To determine the hyper-parameter of model, cross validation with 10-fold was applied on the training data set. The hyper-parameters were set according to the model performance on the validation dataset using one standard error rule. All above processes were implemented with FeAture Explorer Pro (FAEPro, V 0.3.3) on Python (3.7.6)[14].
The study process diagram is shown in Figure 1.

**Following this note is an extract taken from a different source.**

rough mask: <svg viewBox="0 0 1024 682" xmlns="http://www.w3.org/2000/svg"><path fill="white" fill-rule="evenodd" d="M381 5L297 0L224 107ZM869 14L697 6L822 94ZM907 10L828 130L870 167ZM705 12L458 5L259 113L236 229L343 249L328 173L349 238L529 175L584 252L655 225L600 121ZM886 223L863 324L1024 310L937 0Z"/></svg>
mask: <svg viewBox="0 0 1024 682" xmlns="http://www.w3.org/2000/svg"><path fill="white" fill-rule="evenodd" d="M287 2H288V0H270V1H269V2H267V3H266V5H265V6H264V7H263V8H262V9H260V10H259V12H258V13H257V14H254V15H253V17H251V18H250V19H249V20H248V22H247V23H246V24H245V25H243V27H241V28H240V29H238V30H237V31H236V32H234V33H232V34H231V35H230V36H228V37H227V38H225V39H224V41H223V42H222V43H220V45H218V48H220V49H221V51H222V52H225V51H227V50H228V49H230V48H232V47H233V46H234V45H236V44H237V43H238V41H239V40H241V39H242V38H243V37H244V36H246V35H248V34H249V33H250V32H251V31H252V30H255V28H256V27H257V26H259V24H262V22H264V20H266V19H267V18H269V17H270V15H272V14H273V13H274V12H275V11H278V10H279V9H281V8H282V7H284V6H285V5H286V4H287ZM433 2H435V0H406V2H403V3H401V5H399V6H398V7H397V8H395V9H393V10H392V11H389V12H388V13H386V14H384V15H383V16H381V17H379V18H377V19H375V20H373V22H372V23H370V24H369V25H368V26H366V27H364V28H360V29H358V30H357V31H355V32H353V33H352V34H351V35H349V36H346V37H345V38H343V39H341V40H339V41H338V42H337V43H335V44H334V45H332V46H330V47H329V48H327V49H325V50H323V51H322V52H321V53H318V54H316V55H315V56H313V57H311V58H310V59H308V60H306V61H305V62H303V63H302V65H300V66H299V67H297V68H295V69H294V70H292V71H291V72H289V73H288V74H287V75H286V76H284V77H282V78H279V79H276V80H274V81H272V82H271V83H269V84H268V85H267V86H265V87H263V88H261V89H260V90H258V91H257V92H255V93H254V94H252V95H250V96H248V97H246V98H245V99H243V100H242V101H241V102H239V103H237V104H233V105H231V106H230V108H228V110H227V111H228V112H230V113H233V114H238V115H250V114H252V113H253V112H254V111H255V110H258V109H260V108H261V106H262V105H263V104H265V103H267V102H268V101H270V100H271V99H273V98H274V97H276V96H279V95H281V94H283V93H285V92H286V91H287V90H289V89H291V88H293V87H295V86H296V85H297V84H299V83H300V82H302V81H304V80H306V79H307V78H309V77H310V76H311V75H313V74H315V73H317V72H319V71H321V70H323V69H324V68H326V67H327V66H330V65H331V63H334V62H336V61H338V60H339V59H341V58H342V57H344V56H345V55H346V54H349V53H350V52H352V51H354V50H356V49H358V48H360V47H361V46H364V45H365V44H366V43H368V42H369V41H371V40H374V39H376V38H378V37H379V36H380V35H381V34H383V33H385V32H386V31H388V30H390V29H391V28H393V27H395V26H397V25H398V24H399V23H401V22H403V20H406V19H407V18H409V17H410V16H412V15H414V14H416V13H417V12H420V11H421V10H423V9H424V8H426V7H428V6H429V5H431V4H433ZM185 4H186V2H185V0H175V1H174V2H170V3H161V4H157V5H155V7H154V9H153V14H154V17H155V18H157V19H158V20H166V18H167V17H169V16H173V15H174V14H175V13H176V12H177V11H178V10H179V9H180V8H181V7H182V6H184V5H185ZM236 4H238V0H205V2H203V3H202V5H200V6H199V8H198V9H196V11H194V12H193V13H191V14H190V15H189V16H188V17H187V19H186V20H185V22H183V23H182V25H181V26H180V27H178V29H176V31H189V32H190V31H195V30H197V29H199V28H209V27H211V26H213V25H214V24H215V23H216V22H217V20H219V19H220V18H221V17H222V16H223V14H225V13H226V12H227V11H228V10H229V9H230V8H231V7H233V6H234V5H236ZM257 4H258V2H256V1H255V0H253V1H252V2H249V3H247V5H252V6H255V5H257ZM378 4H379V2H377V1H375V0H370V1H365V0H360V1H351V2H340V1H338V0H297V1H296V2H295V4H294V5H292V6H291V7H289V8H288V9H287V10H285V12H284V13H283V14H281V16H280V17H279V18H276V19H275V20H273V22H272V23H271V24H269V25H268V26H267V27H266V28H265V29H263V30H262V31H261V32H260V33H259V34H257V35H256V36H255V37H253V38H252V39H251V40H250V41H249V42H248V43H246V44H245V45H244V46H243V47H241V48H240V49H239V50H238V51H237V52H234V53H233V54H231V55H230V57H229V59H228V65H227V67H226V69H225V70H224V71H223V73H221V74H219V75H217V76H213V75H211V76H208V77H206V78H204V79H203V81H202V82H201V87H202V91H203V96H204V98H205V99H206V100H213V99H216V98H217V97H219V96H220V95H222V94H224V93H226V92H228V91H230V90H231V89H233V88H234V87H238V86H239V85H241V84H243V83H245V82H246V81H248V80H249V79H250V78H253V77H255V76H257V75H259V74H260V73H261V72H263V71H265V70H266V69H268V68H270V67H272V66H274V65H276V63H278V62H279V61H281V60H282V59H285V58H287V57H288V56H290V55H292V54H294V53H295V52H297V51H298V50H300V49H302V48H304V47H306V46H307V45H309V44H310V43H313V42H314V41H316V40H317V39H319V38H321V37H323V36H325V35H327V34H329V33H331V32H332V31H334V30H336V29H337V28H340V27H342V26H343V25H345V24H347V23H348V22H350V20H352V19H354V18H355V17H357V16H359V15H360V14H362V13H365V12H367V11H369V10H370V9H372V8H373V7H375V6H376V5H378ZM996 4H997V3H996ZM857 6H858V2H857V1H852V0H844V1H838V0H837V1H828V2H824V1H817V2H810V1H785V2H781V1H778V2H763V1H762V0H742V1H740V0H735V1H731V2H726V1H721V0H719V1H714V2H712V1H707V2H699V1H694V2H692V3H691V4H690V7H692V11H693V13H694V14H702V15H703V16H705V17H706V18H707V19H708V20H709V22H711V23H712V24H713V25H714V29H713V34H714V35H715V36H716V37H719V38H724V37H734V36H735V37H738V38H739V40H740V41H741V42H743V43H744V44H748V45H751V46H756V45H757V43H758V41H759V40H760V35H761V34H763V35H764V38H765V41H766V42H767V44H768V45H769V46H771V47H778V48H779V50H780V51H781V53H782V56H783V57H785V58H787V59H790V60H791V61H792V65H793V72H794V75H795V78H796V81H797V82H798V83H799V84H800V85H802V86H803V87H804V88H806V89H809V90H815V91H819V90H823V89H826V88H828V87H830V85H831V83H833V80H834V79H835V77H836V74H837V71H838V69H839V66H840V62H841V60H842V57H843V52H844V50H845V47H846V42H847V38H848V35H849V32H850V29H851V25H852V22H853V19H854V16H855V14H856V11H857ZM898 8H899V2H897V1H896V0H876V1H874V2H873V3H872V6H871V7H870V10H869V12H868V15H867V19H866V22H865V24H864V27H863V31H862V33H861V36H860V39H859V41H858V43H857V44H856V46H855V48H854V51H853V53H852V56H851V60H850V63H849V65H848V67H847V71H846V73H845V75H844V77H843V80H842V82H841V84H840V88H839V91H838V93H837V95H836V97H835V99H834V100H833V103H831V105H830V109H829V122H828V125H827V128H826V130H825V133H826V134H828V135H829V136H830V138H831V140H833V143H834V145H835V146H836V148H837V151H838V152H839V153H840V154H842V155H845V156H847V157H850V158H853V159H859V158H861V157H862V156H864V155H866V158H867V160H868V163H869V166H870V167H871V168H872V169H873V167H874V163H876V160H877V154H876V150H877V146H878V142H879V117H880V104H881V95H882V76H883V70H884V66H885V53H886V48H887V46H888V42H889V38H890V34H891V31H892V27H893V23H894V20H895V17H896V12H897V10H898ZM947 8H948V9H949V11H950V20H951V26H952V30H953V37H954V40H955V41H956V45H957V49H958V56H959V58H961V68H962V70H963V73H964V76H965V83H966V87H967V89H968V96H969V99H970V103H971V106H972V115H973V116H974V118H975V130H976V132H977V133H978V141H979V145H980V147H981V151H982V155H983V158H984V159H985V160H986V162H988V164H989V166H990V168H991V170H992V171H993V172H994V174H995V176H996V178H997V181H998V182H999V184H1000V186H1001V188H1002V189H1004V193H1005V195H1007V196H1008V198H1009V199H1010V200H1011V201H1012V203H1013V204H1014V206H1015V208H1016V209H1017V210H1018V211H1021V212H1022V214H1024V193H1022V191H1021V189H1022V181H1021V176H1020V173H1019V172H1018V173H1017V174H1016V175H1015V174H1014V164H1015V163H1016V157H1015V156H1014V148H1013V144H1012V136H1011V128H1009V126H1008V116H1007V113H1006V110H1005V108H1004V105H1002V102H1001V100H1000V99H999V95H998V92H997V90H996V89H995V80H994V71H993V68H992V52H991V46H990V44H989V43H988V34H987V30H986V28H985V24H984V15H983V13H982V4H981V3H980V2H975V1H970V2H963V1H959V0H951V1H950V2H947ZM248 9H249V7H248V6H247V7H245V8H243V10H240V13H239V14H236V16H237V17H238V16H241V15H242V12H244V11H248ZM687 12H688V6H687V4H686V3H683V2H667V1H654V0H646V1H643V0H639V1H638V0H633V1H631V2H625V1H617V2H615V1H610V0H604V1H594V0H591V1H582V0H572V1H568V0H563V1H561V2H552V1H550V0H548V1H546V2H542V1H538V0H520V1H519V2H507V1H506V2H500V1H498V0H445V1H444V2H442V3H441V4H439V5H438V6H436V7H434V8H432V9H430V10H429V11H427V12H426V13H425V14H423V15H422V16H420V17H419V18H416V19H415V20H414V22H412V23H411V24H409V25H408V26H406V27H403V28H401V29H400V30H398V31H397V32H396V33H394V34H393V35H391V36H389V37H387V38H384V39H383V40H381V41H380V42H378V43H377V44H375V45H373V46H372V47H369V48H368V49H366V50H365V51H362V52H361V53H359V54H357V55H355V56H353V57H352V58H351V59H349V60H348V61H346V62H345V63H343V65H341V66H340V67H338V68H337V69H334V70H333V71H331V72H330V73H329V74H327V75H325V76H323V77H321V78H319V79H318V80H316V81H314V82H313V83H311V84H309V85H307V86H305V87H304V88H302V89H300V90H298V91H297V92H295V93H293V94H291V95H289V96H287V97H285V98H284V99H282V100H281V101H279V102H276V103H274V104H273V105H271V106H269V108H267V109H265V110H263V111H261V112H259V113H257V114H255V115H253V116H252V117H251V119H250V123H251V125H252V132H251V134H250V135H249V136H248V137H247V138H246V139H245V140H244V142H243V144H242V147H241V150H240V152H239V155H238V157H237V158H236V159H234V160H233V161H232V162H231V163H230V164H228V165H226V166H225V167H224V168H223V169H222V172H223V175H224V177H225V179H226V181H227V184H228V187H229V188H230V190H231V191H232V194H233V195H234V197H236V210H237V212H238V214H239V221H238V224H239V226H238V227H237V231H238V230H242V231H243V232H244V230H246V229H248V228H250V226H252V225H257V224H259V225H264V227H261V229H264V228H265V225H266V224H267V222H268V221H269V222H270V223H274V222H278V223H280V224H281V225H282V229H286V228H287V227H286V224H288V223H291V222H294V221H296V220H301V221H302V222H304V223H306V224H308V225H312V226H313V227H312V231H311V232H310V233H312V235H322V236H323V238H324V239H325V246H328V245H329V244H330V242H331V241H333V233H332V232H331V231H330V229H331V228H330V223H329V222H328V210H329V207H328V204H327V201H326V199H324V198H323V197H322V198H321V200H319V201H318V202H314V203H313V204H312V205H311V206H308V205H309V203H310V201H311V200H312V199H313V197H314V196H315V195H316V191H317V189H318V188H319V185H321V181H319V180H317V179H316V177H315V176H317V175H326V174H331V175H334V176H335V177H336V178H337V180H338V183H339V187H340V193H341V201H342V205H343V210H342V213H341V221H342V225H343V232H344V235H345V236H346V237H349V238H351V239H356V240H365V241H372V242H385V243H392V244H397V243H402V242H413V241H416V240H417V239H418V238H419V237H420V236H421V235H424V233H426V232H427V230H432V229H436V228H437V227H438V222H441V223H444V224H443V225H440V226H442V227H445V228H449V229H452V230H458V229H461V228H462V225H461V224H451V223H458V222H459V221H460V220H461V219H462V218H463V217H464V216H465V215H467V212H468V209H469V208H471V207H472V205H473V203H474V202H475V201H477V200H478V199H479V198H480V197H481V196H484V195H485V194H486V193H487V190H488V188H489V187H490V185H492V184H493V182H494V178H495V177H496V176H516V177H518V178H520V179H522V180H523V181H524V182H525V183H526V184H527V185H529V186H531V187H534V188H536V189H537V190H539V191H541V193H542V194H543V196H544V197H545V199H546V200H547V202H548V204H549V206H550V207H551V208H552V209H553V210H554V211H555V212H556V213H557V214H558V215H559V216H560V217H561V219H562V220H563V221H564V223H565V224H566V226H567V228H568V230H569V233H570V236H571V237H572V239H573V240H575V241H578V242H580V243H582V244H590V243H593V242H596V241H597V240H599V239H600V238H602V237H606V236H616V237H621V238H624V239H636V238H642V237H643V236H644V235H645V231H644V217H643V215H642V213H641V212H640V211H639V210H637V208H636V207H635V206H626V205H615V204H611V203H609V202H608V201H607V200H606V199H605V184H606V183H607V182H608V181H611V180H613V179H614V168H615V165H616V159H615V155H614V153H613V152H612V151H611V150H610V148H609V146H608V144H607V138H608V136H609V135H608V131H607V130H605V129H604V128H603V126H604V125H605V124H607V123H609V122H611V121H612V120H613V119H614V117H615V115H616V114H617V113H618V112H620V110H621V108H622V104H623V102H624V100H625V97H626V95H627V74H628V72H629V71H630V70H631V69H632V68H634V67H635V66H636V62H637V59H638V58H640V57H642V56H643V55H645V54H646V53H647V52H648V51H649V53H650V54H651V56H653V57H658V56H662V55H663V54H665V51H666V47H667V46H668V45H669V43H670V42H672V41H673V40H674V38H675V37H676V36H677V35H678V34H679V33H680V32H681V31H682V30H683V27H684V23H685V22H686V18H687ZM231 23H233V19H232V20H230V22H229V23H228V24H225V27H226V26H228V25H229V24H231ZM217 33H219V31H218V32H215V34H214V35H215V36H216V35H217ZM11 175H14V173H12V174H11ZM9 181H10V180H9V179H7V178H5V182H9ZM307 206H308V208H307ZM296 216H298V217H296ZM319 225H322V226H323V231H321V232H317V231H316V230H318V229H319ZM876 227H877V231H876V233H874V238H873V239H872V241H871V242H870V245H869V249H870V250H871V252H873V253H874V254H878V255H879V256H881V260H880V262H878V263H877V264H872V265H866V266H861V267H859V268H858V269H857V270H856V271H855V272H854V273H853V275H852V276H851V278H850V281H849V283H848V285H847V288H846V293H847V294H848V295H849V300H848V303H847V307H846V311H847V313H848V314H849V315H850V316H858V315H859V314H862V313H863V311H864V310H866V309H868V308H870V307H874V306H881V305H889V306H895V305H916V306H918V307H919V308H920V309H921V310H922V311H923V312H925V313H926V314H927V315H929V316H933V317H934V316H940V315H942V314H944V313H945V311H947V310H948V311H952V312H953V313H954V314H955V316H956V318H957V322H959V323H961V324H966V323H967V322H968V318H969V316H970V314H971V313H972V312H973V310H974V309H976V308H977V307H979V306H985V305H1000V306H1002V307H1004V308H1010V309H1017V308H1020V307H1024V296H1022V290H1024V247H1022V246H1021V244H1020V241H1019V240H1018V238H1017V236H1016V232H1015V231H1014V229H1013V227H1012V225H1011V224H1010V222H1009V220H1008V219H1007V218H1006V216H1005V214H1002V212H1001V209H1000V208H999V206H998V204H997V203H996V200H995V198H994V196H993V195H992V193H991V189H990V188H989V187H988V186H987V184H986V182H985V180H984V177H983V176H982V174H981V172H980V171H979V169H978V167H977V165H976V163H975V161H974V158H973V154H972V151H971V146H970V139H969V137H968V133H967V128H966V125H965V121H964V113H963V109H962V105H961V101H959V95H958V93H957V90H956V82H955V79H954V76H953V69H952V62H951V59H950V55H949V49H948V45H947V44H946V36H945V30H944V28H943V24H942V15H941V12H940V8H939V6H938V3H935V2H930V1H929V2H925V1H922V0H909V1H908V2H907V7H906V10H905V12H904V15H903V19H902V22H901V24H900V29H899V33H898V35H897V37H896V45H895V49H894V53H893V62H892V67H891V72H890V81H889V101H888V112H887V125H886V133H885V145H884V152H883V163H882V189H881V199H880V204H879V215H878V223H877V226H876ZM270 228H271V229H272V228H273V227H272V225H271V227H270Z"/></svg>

Statistical analysis and predictive performance of models
To analyze baseline clinical data, categorical variables were compared by using the x2 test or Fisher exact test. Continuous variables were compared by using the Student t test. As for machine learning model, each model was evaluated by calculating accuracy, the area under the ROC curve (AUC), recall, precision, and F1 Score indicators. These performance measures or indicators were defined and computed as follows:
Accuracy = (TP + TN)/ (TP + FP + FN + TN)
Recall = TP/ (TP + FN)
Precision = TP/ (TP + FP)
F1 Score = 2 * (Recall * Precision)/ (Recall + Precision)
TP means true positive, TN means true negative, FP means false positive, and FN means false negative. They are all ensembled in the confusion matrix. Due to our imbalanced data, we use F1 Score as the main performance indicator. Precision-Recall (PR) Curves were draw to compare the performance of machine learning model between the clinical criteria. The AUC of each PR curve was calculated.
A two-sided P value<0.05 was considered to indicate statistical significance. All regular statistical analyses were performed using the Medcalc software (Version 19.1.6). The machine learning algorithms were programmed using were performed on Python (3.7.6)[14].